Details
- Dr. Alan G. Jones, Dublin Institute for Advanced Studies, Dublin, Irlanda
- Date: Jun, 18, 2015 12:00 am
- Place: Sala d’Actes del Institut de Ciències de la Terra Jaume Almera(ICTJA)
- Location: C/ Solé i Sabarís s/n, Barcelona
- Contact: Pilar Queralt (UB)
Abstract
The Earth is a single thermodynamic system that we sense through geophysical and geochemical means yielding disparate data that all too often we interpret one subset of in complete ignorance, even disregard, of the others resulting in a plethora of models. These models are sometimes complementary to one another, and other times are in conflict. Yet there is only one Earth! Deep-probing electromagnetic studies using magnetotellurics (MT) can add considerably to our knowledge of the lithosphere and sub-lithospheric mantle due to their sensitivity to vertical and lateral variations in electrical conductivity.
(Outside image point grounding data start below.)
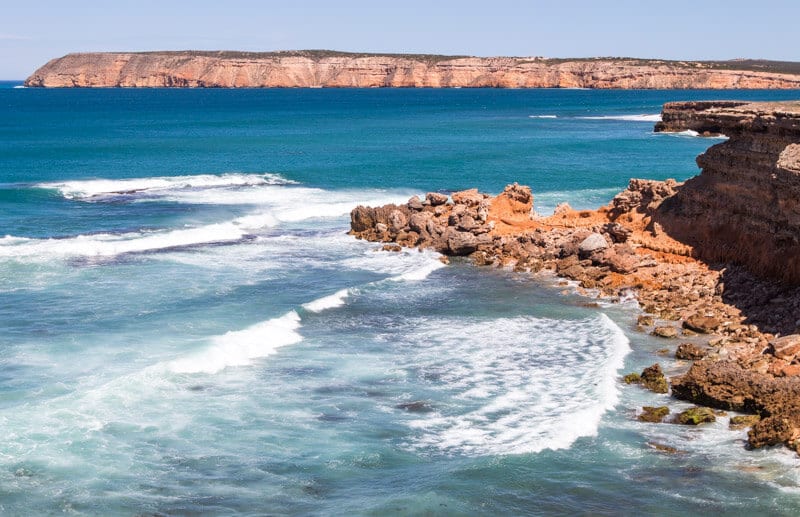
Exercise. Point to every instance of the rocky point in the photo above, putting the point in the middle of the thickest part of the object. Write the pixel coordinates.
(715, 258)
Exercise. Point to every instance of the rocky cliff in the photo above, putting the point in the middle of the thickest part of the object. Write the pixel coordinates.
(741, 215)
(338, 69)
(744, 207)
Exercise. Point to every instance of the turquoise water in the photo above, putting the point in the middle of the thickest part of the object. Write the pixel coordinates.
(186, 328)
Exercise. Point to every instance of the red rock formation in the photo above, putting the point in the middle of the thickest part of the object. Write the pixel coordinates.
(339, 69)
(745, 205)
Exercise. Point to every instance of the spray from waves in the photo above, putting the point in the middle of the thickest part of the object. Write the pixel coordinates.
(691, 133)
(629, 118)
(413, 271)
(107, 245)
(239, 348)
(331, 301)
(280, 205)
(105, 189)
(519, 385)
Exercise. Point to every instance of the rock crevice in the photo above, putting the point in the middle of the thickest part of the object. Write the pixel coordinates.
(310, 69)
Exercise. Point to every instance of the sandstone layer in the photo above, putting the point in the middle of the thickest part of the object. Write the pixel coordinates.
(647, 243)
(340, 69)
(745, 205)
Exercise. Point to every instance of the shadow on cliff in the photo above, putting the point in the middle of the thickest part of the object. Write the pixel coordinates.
(760, 267)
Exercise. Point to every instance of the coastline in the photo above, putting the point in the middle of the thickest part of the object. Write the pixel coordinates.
(658, 242)
(332, 69)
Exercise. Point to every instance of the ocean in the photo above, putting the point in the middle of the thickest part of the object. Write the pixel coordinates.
(186, 328)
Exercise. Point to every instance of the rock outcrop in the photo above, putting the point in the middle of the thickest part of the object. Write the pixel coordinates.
(744, 207)
(741, 217)
(340, 69)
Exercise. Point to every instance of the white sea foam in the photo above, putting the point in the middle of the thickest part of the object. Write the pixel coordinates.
(418, 273)
(332, 301)
(104, 245)
(99, 189)
(630, 118)
(691, 133)
(518, 385)
(239, 348)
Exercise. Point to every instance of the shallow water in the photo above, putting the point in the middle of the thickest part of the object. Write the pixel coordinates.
(186, 328)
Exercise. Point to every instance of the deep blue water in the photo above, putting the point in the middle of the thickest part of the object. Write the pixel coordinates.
(186, 329)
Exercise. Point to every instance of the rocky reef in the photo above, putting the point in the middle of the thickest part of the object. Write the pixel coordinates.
(712, 259)
(341, 69)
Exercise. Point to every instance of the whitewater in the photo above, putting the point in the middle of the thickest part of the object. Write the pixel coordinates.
(187, 327)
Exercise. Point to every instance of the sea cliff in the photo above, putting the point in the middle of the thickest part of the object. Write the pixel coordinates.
(712, 260)
(309, 69)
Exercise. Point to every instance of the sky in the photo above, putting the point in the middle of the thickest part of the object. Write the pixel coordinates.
(31, 33)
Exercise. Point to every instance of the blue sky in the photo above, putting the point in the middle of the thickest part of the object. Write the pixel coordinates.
(31, 33)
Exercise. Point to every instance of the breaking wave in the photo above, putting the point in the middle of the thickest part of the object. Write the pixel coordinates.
(630, 118)
(519, 385)
(159, 186)
(239, 348)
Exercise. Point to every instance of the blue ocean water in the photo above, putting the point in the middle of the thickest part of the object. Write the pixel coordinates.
(186, 328)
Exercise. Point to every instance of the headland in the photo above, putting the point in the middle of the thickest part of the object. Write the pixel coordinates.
(714, 258)
(332, 69)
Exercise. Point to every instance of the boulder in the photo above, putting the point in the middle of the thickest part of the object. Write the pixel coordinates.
(665, 332)
(654, 380)
(436, 198)
(617, 232)
(418, 222)
(397, 221)
(701, 323)
(786, 347)
(469, 197)
(461, 243)
(592, 243)
(690, 352)
(653, 414)
(415, 203)
(695, 416)
(743, 421)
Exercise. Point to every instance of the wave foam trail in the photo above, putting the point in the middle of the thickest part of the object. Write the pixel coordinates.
(419, 273)
(691, 133)
(239, 348)
(100, 189)
(518, 385)
(105, 245)
(630, 118)
(332, 301)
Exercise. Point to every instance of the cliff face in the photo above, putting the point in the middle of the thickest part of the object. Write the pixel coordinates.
(745, 205)
(333, 69)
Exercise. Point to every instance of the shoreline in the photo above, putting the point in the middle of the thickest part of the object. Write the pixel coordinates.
(660, 242)
(331, 69)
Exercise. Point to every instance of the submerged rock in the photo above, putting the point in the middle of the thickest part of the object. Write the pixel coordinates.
(690, 352)
(665, 332)
(701, 323)
(653, 414)
(695, 416)
(654, 380)
(416, 406)
(743, 421)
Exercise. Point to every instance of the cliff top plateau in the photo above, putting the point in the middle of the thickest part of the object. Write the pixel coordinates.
(327, 68)
(714, 262)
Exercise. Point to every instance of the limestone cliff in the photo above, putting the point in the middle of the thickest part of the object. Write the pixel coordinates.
(339, 69)
(745, 205)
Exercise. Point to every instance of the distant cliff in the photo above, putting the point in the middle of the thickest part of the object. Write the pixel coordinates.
(314, 69)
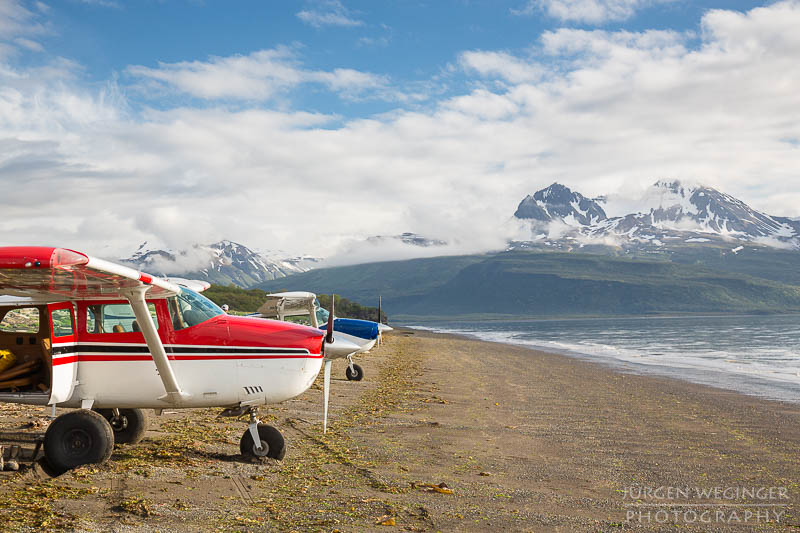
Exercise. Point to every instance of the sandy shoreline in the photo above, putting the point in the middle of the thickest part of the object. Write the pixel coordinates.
(525, 440)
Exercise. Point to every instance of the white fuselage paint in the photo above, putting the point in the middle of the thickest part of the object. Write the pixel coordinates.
(252, 376)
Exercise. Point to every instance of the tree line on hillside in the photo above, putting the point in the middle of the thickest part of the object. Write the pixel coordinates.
(249, 300)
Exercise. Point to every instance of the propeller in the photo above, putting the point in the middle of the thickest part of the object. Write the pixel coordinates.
(326, 376)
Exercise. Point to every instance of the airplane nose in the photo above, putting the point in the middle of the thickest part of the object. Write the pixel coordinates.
(340, 348)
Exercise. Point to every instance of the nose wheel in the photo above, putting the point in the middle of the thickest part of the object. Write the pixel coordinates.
(262, 440)
(354, 372)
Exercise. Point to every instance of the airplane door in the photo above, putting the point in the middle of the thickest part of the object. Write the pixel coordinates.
(64, 357)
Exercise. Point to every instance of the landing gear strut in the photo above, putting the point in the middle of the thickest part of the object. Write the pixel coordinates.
(259, 440)
(353, 372)
(129, 425)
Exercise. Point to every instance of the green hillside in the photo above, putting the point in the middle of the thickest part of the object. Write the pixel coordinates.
(548, 284)
(249, 300)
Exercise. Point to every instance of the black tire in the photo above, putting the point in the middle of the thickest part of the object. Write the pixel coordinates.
(129, 426)
(78, 438)
(358, 375)
(270, 437)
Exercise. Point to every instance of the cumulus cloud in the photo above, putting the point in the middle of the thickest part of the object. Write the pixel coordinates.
(595, 109)
(588, 11)
(329, 13)
(257, 76)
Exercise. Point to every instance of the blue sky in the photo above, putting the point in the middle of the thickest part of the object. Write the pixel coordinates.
(191, 121)
(410, 42)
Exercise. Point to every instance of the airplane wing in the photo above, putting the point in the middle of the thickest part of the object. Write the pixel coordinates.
(58, 274)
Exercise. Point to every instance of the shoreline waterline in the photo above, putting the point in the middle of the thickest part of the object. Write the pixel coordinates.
(753, 355)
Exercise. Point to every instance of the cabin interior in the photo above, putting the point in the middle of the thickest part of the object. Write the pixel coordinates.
(25, 349)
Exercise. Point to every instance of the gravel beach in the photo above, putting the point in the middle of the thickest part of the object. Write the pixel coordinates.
(444, 434)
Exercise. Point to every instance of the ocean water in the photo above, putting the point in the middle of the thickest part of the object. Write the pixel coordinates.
(757, 355)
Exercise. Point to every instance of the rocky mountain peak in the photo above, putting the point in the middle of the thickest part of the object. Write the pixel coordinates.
(558, 202)
(669, 211)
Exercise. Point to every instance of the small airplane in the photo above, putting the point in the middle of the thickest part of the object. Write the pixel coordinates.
(85, 333)
(364, 333)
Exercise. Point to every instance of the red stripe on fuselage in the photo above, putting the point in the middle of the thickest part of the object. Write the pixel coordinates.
(127, 357)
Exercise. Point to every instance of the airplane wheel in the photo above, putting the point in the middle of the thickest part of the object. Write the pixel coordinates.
(78, 438)
(272, 443)
(358, 375)
(129, 426)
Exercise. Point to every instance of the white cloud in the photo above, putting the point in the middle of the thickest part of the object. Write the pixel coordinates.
(609, 108)
(588, 11)
(329, 13)
(258, 76)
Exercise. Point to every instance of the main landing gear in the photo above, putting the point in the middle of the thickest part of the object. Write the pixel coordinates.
(85, 437)
(353, 372)
(259, 440)
(78, 438)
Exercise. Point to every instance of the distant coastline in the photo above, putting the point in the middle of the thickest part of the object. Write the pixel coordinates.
(712, 350)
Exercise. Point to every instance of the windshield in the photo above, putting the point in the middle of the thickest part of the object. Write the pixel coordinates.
(322, 314)
(192, 309)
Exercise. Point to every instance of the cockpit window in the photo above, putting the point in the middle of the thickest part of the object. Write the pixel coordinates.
(190, 308)
(322, 314)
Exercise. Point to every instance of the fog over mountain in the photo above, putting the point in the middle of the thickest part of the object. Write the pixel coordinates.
(668, 214)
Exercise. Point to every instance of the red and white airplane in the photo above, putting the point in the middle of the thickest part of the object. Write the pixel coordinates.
(90, 334)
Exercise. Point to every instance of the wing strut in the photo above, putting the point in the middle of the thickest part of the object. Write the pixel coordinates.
(174, 393)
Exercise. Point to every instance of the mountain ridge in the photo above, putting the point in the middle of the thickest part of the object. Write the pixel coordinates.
(670, 214)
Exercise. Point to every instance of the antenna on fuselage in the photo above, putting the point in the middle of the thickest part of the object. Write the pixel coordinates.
(326, 375)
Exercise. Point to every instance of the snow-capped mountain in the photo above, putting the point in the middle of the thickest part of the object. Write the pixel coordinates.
(669, 213)
(558, 202)
(224, 262)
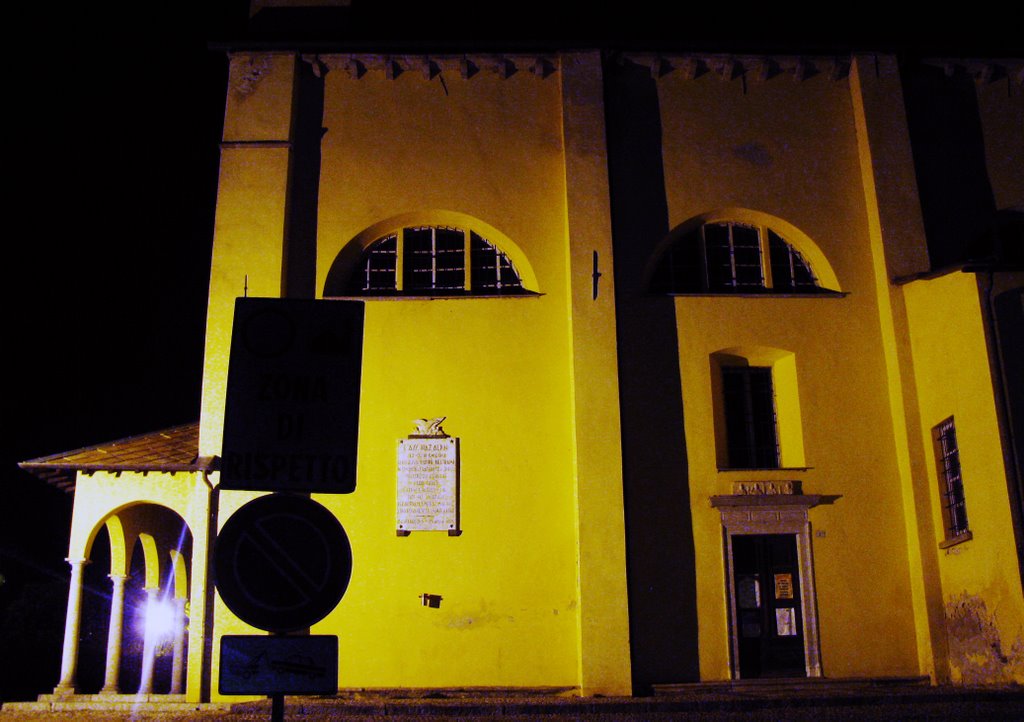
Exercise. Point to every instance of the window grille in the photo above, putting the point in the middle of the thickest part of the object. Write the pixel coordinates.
(953, 501)
(432, 260)
(731, 257)
(750, 418)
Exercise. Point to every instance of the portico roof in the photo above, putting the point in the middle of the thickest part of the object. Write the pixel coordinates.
(171, 450)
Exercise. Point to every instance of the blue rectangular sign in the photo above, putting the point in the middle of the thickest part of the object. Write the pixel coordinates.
(278, 665)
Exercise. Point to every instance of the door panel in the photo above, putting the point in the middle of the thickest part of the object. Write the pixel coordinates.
(769, 622)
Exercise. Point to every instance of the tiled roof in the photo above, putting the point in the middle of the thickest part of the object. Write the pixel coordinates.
(171, 450)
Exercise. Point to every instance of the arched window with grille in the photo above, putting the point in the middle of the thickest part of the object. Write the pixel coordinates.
(734, 256)
(434, 260)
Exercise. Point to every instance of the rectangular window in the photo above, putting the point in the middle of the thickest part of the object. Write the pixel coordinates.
(951, 482)
(750, 418)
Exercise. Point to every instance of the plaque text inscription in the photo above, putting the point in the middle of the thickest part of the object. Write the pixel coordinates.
(428, 484)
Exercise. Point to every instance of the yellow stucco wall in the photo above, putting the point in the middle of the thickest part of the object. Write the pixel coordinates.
(790, 151)
(481, 153)
(980, 588)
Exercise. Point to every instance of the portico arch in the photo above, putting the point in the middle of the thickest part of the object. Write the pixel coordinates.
(148, 561)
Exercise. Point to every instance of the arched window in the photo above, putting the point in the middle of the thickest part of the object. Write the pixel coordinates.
(434, 260)
(733, 257)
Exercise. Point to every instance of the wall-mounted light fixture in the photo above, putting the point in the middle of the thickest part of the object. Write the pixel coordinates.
(431, 600)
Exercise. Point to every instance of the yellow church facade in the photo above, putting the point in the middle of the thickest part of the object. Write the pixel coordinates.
(719, 412)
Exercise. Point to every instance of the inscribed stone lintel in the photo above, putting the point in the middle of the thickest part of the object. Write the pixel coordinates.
(428, 484)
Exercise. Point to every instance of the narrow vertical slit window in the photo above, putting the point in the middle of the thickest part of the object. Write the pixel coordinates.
(951, 480)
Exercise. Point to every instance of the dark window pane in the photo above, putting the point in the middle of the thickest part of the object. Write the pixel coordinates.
(492, 270)
(433, 260)
(788, 269)
(378, 267)
(750, 418)
(747, 257)
(718, 252)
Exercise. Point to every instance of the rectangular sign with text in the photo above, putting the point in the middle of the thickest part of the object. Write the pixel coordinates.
(261, 665)
(292, 412)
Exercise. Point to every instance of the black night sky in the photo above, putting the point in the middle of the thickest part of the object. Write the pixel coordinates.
(115, 153)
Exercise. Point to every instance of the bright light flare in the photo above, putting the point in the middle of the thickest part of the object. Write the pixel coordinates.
(159, 621)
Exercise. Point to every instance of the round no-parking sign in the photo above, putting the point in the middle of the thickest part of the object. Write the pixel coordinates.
(282, 562)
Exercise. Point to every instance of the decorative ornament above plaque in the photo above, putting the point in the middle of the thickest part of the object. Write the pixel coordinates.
(428, 480)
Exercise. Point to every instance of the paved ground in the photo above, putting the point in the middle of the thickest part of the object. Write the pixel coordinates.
(701, 703)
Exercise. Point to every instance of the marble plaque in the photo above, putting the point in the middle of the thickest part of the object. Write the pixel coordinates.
(428, 484)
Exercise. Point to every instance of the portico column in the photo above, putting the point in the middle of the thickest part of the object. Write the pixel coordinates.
(114, 636)
(178, 661)
(69, 660)
(150, 643)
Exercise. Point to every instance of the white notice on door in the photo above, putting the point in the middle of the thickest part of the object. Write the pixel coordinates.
(785, 622)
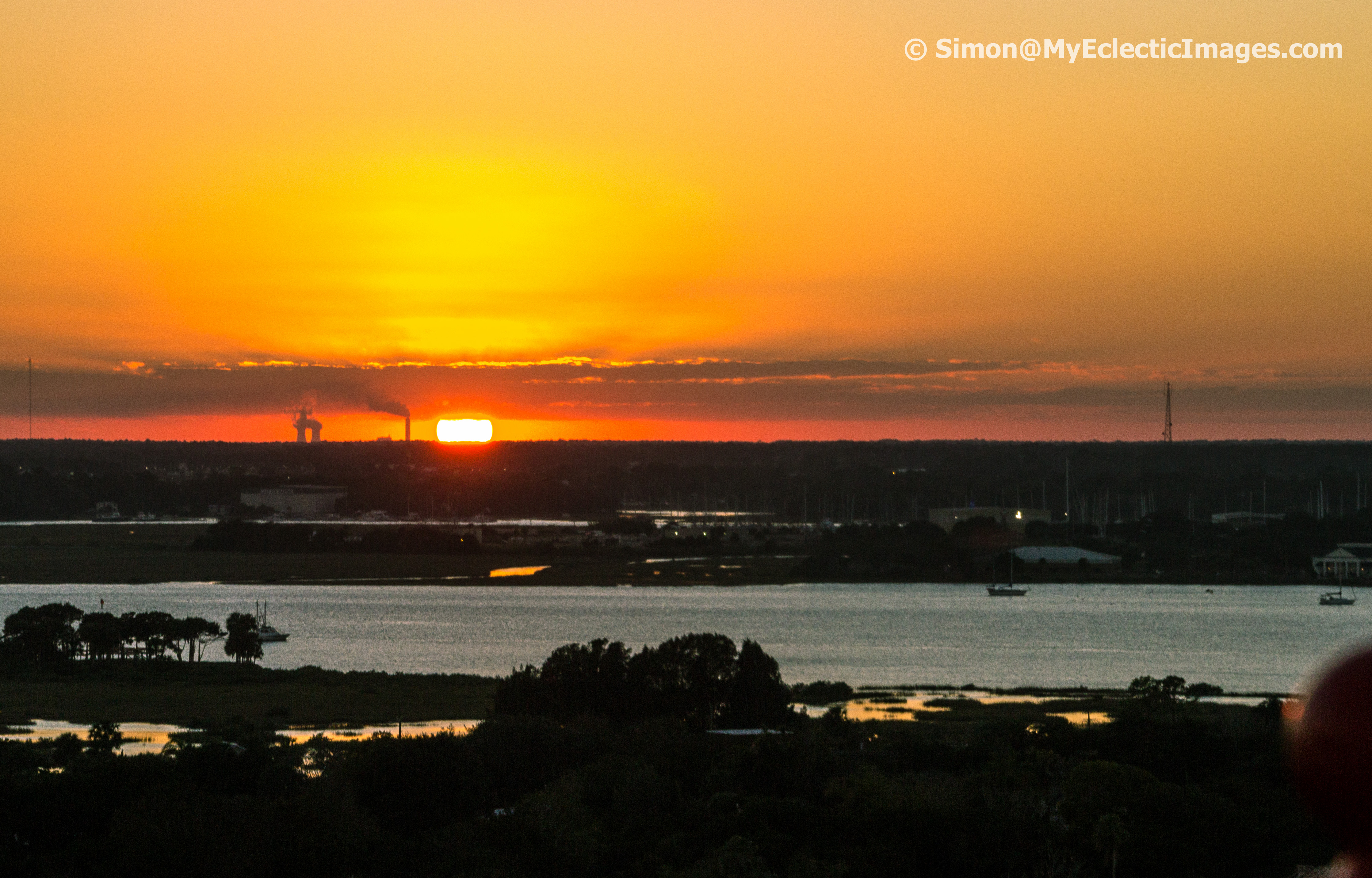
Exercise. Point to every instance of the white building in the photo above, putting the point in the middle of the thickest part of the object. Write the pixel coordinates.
(1009, 518)
(298, 500)
(1348, 562)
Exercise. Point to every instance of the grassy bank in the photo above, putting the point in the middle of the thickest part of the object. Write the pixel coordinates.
(186, 693)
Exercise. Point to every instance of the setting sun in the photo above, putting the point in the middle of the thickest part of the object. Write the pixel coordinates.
(464, 430)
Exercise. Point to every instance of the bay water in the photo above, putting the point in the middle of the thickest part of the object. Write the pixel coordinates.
(1245, 639)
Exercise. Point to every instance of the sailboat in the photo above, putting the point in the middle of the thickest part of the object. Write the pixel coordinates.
(267, 633)
(1337, 599)
(1007, 590)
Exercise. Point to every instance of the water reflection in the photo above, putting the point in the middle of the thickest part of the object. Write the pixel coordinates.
(405, 730)
(138, 737)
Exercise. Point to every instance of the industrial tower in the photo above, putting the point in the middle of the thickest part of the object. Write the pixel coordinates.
(1167, 418)
(304, 422)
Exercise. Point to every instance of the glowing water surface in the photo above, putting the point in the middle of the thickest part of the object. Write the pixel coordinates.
(1246, 639)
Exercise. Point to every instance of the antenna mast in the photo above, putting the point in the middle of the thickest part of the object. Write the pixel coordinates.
(1167, 420)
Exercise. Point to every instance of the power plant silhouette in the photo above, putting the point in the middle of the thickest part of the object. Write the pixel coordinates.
(304, 422)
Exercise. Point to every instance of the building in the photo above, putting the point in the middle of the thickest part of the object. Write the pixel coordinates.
(298, 500)
(1246, 519)
(1065, 556)
(1006, 516)
(1347, 562)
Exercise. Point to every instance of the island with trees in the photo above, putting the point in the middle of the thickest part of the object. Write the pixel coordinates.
(678, 761)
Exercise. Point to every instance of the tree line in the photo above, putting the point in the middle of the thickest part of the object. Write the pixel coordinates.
(57, 633)
(701, 680)
(563, 782)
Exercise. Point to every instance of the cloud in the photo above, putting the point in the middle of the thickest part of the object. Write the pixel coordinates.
(707, 390)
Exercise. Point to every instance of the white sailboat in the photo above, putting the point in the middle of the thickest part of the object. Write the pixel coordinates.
(267, 633)
(1007, 590)
(1337, 599)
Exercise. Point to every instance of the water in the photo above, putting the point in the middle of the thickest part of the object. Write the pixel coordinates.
(1246, 639)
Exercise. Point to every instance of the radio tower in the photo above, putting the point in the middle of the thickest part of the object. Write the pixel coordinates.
(1167, 419)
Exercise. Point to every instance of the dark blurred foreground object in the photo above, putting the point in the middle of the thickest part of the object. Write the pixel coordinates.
(1331, 756)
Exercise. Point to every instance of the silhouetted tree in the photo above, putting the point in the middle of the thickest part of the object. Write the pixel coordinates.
(43, 634)
(102, 634)
(758, 697)
(243, 644)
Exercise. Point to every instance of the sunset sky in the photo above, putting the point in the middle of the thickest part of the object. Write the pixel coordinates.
(710, 220)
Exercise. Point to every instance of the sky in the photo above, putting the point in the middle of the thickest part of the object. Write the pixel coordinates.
(681, 221)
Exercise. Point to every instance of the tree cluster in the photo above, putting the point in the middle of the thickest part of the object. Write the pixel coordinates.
(58, 633)
(701, 680)
(981, 796)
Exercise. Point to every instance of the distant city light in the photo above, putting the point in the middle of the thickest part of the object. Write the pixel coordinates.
(464, 430)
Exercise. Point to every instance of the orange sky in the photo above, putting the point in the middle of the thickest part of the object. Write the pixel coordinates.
(201, 186)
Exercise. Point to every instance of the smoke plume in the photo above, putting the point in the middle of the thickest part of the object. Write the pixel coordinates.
(390, 407)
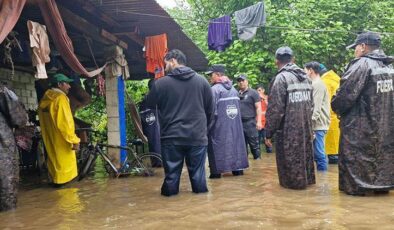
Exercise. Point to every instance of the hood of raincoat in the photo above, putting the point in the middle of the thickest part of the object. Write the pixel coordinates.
(182, 73)
(49, 96)
(294, 69)
(380, 56)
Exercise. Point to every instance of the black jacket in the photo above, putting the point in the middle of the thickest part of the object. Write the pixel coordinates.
(365, 104)
(289, 116)
(185, 105)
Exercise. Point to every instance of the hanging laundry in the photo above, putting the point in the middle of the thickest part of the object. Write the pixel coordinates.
(156, 48)
(101, 85)
(249, 19)
(116, 63)
(40, 46)
(219, 33)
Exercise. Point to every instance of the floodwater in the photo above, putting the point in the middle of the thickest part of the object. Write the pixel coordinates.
(252, 201)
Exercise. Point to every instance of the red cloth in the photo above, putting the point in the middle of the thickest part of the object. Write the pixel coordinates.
(264, 104)
(9, 14)
(63, 43)
(155, 50)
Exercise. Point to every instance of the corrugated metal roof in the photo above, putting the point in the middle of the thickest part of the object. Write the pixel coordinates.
(152, 19)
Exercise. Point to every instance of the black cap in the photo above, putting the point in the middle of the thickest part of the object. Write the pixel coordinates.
(285, 50)
(368, 38)
(242, 77)
(218, 68)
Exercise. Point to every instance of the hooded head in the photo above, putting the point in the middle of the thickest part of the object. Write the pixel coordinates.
(217, 74)
(174, 59)
(365, 43)
(61, 82)
(284, 55)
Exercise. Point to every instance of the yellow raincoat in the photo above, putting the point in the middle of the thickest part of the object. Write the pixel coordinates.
(58, 133)
(331, 80)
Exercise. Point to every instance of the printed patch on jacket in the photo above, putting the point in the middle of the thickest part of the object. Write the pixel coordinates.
(299, 96)
(384, 86)
(150, 118)
(232, 111)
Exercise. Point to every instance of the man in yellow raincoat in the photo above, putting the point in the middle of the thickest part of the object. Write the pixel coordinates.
(331, 80)
(58, 131)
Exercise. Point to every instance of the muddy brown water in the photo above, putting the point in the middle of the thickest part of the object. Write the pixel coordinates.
(252, 201)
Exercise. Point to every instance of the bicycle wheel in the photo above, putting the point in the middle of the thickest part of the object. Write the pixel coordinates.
(145, 164)
(109, 166)
(87, 165)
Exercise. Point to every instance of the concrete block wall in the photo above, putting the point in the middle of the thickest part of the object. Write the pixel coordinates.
(23, 86)
(112, 105)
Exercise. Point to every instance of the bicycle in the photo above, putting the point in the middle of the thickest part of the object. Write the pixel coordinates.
(136, 164)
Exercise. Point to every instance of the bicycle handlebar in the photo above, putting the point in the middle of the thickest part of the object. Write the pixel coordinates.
(114, 146)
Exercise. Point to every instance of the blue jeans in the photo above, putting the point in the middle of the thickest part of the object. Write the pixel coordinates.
(262, 141)
(319, 150)
(173, 158)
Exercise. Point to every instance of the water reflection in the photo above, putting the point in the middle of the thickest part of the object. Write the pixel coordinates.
(69, 201)
(252, 201)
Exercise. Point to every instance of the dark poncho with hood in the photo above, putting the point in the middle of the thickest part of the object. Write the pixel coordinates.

Conductivity of bulk silicate rocks is exquisitely sensitive to thermal variations and to water content. It is greatly enhanced through the presence of an interconnected conducting phase, such as metasediments or fluids (saline or partial melts). Combined with other parameters, knowledge of conductivity significantly constrains acceptable model space.I will focus mainly on Southern Africa as an excellent natural laboratory for combining MT data with seismic (Rayleigh) data as well as ensuring consistency with the geoid and surface heat flow (SHF). In particular, I will look at the African Superswell. The deep mantle African Superswell is thought to cause up to 500 m of the uplift of the Southern African Plateau. I investigate this phenomenon through stochastic thermo-chemical inversion modelling of the geoid, surface heat flow, Rayleigh dispersion curves and MT data, in a manner that is fully petrologically-consistent. I show that a single layer lithosphere can fit most of the data, but not the MT responses. I further show that modelling the seismic data alone, without the constraint of requiring reasonable oxide chemistry or of fitting the geoid, permits wildly acceptable elevations and with very poorly-defined lithosphere-asthenosphere boundary (LAB). I parameterise the lithosphere into three layers, and bound the permitted oxide chemistry of each layer consistent with known chemical layering. I find acceptable models, from 5 million tested, that fit all responses and yield a posterior elevation PDF distributions centred on 800 m, suggesting dynamic support from the lower mantle of some 500 m. I will show application of the method to other areas, such as the Rae Craton west of Hudson Bay in Canada.